Pingüinos en Manchester
Informado de que 4.000 culés viajaron a Manchester esta semana para seguir el partido de fútbol de semifinales de la Copa de Europa, sentí subir en mí una ola de empatía hacia esos 4.000 optimistas. ¡Muchachos! ¿Os trataron bien los ingleses? Después del partido, cuando os vieron entrar pasablemente melancólicos en algún pub, con vuestras bufandas y gorras azulgrana, ¿os invitaron por lo menos a una pinta de cerveza? ¿O por el contrario no os dieron ni la hora y encima, al salir, las rachas de viento húmedo barrían las desiertas calles nocturnas, de luces mortecinas y neones fundidos de Manchester, en cuyos trechos más oscuros y laterales de vez en cuando, como humo que sube de un montón de escombros, o como al final de El gabán, de Gogol, el gigantesco espectro que atemoriza a los vecinos de San Petersburgo, se materializaba sutil como ectoplasma el presidente de vuestro club, el cual os daba palmaditas paternales y despectivas en las mejillas, palmaditas nerviosas con sus manos de viento, mientras repetía: "¡Ánimo, chaval!"?
¿Quién no conoce a un simpático profesional, a un palmero de mofletes o de cogotes, a un estrujador de hombros, a uno que te sujeta de la solapa y hasta de la corbata para que no te vayas dejándole con la palabra en la boca, a un golpeador del pecho con el dedo índice?
Napoleón Bonaparte les pegaba a sus poilus afectuosos tirones de orejas y luego los enviaba a la muerte. El señor Laporta a nadie mata, sólo ambiciona y desprecia, que al fin y al cabo es lo que hacemos todos, aunque él además palmea mofletes mientras hace esfuerzos denodados para sofrenar esa colérica soberbia suya tan llamativa. Igualico que el caso del pobre Andrés Pajares, que después de tanto actuar en aquellas películas del destape, es lógico que ahora se presente en el bufete de su abogado con un bigote postizo y una pistola de juguete y la emprenda a mordiscos con los letrados. Psicoanalíticamente, la cosa no tiene misterio: el destape reprimido se manifiesta, se toma la revancha.

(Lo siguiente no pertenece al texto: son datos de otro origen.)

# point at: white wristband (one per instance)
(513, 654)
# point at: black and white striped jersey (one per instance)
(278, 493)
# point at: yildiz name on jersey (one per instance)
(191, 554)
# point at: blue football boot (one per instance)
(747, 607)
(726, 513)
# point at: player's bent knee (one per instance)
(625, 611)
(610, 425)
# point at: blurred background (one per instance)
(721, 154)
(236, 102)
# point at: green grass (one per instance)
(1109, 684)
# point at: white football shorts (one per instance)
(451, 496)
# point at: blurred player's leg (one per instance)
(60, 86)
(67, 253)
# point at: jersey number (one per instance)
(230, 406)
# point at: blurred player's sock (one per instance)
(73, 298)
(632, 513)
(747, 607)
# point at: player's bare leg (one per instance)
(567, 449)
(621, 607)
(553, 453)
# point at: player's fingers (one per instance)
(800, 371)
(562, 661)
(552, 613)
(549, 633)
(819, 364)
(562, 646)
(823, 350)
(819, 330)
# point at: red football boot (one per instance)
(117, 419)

Vosotros, cuatro mil, en esa noche manchesteriana después de la derrota iríais por allí como pingüinos desorientados, pero mucha pena no me dais pues peor fue estar en la final de Atenas. Algo se presentía ya horas antes del partido, al pasear por el Partenón entre hinchas vestidos con los colores de su club y banderas echadas sobre los hombros como capas, pero fue ya en el estadio, viendo a los jugadores milaneses, seguramente dopados -de otro modo no se explica-, tomar en cada lance la posición dominante, particularmente un demonio saltarín que se llamaba Dessailly, cuando comprendí que la inteligencia del apodado el profeta del gol estaba sujeta, como la de cualquiera, a mil contingencias. El adversario era más listo.

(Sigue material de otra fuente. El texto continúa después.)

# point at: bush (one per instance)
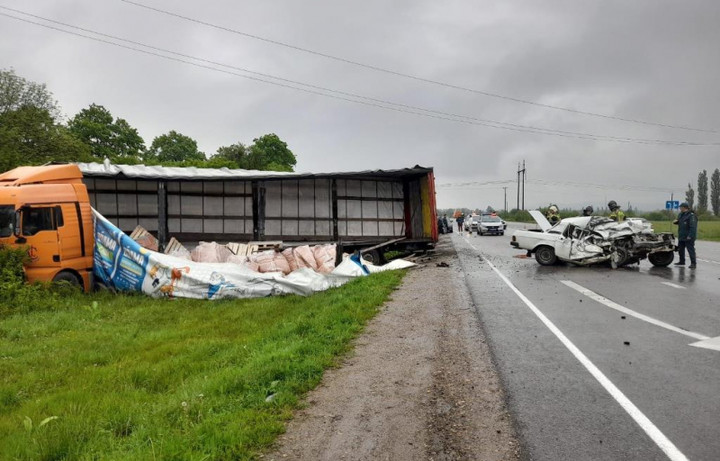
(17, 296)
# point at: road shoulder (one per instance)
(419, 385)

Recuerdo que con el 0-1 la afición culé mantuvo el entusiasmo, incluso con el 0-2 coreaba llena de esperanza y fe: "¡Este partido / lo vamos a ganar!", y también "¡Milan, Milan, va fan' culo!" . Pero el 0-3 enmudeció la hinchada. Y enfrente rugían los tifosi. Y aún cayó el 0-4.
Luego, en el aeropuerto de Atenas, transformado en zoco, recuerdo al director de El Mundo Deportivo, que caminaba rápidamente por la pista en dirección a su avión, entre hinchas que se le acercaban a contarle cuitas de náufragos... para que él luego las contara en su diario...
Aquello de Atenas sí que fue una derrota y lo demás son variaciones. Esos barcelonistas en Manchester no sufrieron un correctivo tan inesperado ni tan severo como aquel 0-4 inolvidable a la sombra del Partenón, pero esa noche, al dispersarse su masa como 4.000 pingüinos desorientados por la ciudad inglesa fría y hostil, en busca de alguna cafetería hospitalaria, ellos debieron también de sentir emociones intensas y ricas, pues, como dijo el poeta, "es más dulce que la dicha la tristeza de querer".